The success of onsite clinics hinges on building trust between employees and their healthcare providers. Convenient, affordable, and informative onsite clinics are the way forward. Employers can further enhance the experience by collaborating with care navigation organizations, ensuring that employees receive timely support when seeking external care.
4. The Role of Health Policy and Competition:
While forging a path toward value-based payment reform requires collaboration with the right partners, it also necessitates a regulatory and competitive environment conducive to such transformations. Lawmakers play a crucial role here. For instance, “white bagging” has emerged as a value-based approach to procuring high-cost medications, bypassing hospital pharmacy markups while ensuring safe medication delivery. However, some hospitals are lobbying to ban white bagging, illustrating the need for regulatory support to preserve cost-saving practices.
Market consolidation is another aspect that can benefit from legislative or regulatory intervention. States should rigorously evaluate proposed mergers and acquisitions to safeguard market competition. Employers need to advocate for their interests in state capitols to maintain flexibility in managing healthcare costs.
These steps are not taken lightly, but employers are witnessing the profound benefits of their efforts. Many believe that pursuing value-based payment strategies is not just prudent but also their fiduciary responsibility. Imagine a future where all purchasers, from Medicare to Medicaid, align their strategies towards value-based payment.

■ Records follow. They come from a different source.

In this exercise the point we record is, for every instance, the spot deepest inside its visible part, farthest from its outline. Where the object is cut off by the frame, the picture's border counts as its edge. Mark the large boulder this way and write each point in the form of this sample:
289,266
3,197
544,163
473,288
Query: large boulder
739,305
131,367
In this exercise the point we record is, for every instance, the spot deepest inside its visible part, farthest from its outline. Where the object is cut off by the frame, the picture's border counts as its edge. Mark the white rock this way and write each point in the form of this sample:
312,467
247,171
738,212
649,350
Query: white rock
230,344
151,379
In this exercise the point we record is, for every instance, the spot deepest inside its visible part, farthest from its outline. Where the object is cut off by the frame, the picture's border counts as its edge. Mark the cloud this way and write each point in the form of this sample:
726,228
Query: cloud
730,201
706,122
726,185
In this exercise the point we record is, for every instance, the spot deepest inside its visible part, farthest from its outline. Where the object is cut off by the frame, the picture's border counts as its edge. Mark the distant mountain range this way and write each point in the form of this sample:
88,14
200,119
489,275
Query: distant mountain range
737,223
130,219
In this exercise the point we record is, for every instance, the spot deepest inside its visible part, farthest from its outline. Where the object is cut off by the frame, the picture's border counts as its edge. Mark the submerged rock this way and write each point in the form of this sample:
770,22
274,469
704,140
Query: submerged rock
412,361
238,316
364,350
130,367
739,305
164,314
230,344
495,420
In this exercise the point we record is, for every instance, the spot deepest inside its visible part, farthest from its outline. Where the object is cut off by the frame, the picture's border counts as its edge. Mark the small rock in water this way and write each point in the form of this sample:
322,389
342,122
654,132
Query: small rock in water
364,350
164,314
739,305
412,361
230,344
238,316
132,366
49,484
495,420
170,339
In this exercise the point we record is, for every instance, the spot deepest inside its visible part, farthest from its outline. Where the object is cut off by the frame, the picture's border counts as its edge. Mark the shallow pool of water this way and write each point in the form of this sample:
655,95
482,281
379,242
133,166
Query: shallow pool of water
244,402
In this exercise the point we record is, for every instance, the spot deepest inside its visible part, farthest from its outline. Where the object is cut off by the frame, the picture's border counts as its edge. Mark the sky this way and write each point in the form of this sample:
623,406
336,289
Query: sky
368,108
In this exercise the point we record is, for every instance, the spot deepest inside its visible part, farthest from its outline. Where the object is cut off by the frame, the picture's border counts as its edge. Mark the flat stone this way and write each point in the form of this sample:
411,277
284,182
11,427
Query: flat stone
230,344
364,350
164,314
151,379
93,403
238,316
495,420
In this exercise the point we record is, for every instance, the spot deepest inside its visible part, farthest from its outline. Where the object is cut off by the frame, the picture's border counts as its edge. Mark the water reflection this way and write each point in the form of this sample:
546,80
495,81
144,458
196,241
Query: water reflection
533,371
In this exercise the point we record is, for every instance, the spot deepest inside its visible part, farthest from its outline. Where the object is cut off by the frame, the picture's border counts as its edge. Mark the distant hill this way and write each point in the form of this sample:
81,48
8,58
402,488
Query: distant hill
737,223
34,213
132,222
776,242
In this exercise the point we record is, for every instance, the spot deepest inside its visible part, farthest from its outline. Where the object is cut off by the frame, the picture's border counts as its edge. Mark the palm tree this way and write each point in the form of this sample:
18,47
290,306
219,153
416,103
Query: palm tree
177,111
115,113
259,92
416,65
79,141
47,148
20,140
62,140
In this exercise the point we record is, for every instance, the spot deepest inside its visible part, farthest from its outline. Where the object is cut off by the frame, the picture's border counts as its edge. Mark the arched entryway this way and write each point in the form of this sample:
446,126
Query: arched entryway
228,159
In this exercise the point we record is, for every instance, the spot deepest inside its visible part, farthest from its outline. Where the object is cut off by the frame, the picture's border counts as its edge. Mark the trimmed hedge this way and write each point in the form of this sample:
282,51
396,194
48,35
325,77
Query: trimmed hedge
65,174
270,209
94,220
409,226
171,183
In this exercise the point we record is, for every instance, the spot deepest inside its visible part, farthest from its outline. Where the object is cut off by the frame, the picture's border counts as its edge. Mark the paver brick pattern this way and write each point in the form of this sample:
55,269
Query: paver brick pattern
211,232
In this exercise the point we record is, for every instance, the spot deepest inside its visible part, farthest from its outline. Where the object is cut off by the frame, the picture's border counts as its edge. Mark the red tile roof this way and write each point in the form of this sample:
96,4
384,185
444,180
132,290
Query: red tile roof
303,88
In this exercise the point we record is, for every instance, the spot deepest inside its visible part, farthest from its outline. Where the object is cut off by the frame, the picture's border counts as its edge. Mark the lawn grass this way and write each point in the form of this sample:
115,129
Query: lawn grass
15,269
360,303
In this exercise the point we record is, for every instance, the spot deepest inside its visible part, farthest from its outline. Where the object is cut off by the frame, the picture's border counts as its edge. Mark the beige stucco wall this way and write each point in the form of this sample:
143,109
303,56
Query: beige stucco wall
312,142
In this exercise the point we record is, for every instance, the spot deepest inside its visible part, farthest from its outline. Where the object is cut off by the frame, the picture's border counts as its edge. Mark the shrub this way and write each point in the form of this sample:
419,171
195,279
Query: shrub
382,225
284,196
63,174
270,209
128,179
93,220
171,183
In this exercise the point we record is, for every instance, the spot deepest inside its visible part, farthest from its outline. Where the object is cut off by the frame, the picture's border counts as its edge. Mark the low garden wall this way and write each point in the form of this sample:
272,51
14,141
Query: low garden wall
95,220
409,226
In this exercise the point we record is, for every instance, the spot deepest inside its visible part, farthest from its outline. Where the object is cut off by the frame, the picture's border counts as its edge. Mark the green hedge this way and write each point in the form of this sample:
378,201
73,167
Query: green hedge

Such a unified approach holds the potential to transform healthcare by incentivizing better care quality and cost-efficiency across the board.
In our region, pioneering employers have blazed the trail, generously sharing their insights and strategies with others. They are actively engaged in state policy discussions, leading the charge for change. The path to healthcare payment reform is clear; it’s time for all stakeholders to join hands and embark on this transformative journey.